Rosa Fernández     Granadahoy.            Motril            

Actualizado 05.06.2014 - 01:00

 

 

La guerra por por el mantenimiento de la línea Motril-Melilla no ha terminado, aunque de momento haya una tregua tras haber quedado desierto el concurso por el que el Estado otorgaba ayudas de 15 millones de euros por la conexión de la ciudad autónoma con Málaga y Almería. La última batalla, que el Gobierno melillense tacha como de infructuosa, puede provocar efectos colaterales importantes.
Según el portal puertosynavieras.es, "el contencioso entre Armas y Acciona" por las líneas marítimas entre las plazas autónomas en Marruecos ha desembocado en una denuncia que puede provocar una sentencia histórica y que supondría que Acciona tendría que devolver 60 millones de euros.

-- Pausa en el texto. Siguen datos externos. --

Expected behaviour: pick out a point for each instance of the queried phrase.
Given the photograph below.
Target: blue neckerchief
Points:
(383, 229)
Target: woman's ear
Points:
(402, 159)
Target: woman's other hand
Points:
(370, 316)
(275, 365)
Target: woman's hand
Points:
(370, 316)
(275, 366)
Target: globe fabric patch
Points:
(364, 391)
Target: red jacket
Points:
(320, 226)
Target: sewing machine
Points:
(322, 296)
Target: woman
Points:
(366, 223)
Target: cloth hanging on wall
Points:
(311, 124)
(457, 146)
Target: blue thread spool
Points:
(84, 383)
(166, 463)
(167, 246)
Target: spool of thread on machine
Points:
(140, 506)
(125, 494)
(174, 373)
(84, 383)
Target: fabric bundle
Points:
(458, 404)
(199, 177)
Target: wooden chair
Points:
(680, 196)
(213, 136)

La estrategia que se estableció para la defensa de la línea Motril-Melilla se trazó a través de tres canales: el primero, por parte de la propia administración, que tenía que pedir en Madrid que se retirara el concurso; el segundo era interponer un recurso especial al concurso en materia de contratación de las líneas de Málaga y Almería, al efecto de que se paralizara el mismo hasta que no se atendieran las reclamaciones del litoral granadino; y el tercero suponía una denuncia ante el Tribunal Especial de la Competencia Europeo, pues los abogados de dicha Plataforma entienden que la postura del Gobierno central vulnera los intereses del Puerto motrileño respecto al malagueño y al almeriense.

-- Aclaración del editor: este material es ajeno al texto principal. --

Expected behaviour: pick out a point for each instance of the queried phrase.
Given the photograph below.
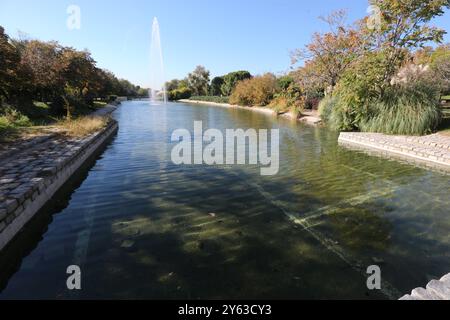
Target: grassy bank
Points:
(38, 118)
(214, 99)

Esta última actuación que tuvo lugar hace apenas una semana, al parecer, pone en riesgo las ayudas recibidas por las navieras que han estado prestando estos servicios, ya que de declararse ilegales tendrían que devolverlas al Estado español. Según la citada fuente, la denuncia "se venía larvando desde hacía mucho tiempo" entre los interesados en la línea que une la península y Melilla y en la comunidad portuaria de Motril comentan que Puertos del Estado presionó al anterior presidente del Puerto, Ángel Díaz Sol, para que no presentase una denuncia "con la amenaza de no forzar su dimisión".

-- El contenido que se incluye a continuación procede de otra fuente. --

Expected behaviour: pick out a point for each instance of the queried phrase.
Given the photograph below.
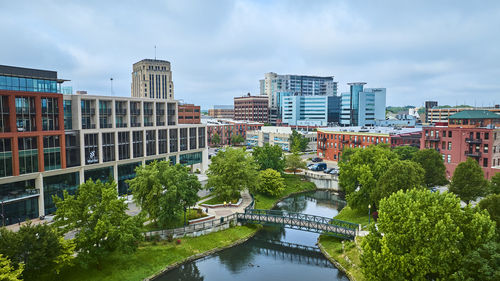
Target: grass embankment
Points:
(349, 257)
(293, 184)
(191, 214)
(153, 257)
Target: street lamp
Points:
(369, 212)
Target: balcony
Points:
(432, 138)
(473, 141)
(476, 154)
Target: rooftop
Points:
(475, 114)
(370, 130)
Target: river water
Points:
(272, 254)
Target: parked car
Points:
(317, 159)
(318, 167)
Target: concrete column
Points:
(39, 186)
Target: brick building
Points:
(469, 133)
(251, 108)
(189, 114)
(331, 141)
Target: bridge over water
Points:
(305, 222)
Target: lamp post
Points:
(369, 212)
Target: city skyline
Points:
(418, 51)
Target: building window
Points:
(173, 140)
(162, 142)
(137, 144)
(5, 158)
(51, 153)
(108, 147)
(183, 139)
(91, 148)
(123, 145)
(150, 143)
(28, 155)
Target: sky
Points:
(448, 51)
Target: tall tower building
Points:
(152, 79)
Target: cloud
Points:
(418, 50)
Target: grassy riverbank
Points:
(152, 257)
(349, 256)
(293, 184)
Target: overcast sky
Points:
(419, 50)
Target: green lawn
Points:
(153, 257)
(334, 245)
(293, 184)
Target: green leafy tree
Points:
(294, 162)
(163, 191)
(298, 142)
(405, 152)
(432, 162)
(231, 171)
(495, 184)
(216, 139)
(468, 181)
(492, 205)
(99, 218)
(8, 272)
(425, 236)
(481, 264)
(237, 139)
(40, 248)
(270, 183)
(269, 157)
(401, 175)
(358, 177)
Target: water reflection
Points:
(272, 254)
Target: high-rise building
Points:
(361, 107)
(152, 79)
(50, 142)
(301, 85)
(251, 108)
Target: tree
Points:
(270, 183)
(237, 139)
(495, 184)
(231, 171)
(358, 177)
(269, 157)
(492, 205)
(164, 191)
(432, 162)
(405, 152)
(98, 216)
(40, 248)
(7, 270)
(298, 142)
(401, 175)
(425, 236)
(468, 181)
(294, 162)
(216, 139)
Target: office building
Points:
(279, 136)
(361, 107)
(251, 108)
(301, 85)
(52, 142)
(189, 114)
(332, 141)
(469, 133)
(152, 79)
(222, 111)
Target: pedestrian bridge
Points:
(311, 223)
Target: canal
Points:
(274, 253)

Iguales presiones recibió Armas indicándole que "de hacer algún movimiento la Dirección General de la Marina Mercante tomaría buena nota e inspeccionaría sus barcos si provocaba un conflicto". Las supuestas presiones habrían hecho que la comunidad portuaria de Motril buscase otra fórmula de elevar la denuncia ante Bruselas, por lo que les vino de perlas los movimientos liderados por los empresarios costeros con el apoyo de las asociaciones, sindicatos y partidos políticos de la comarca y también de la provincia, que han cerrado filas en torno al mantenimiento de dicha línea marítima.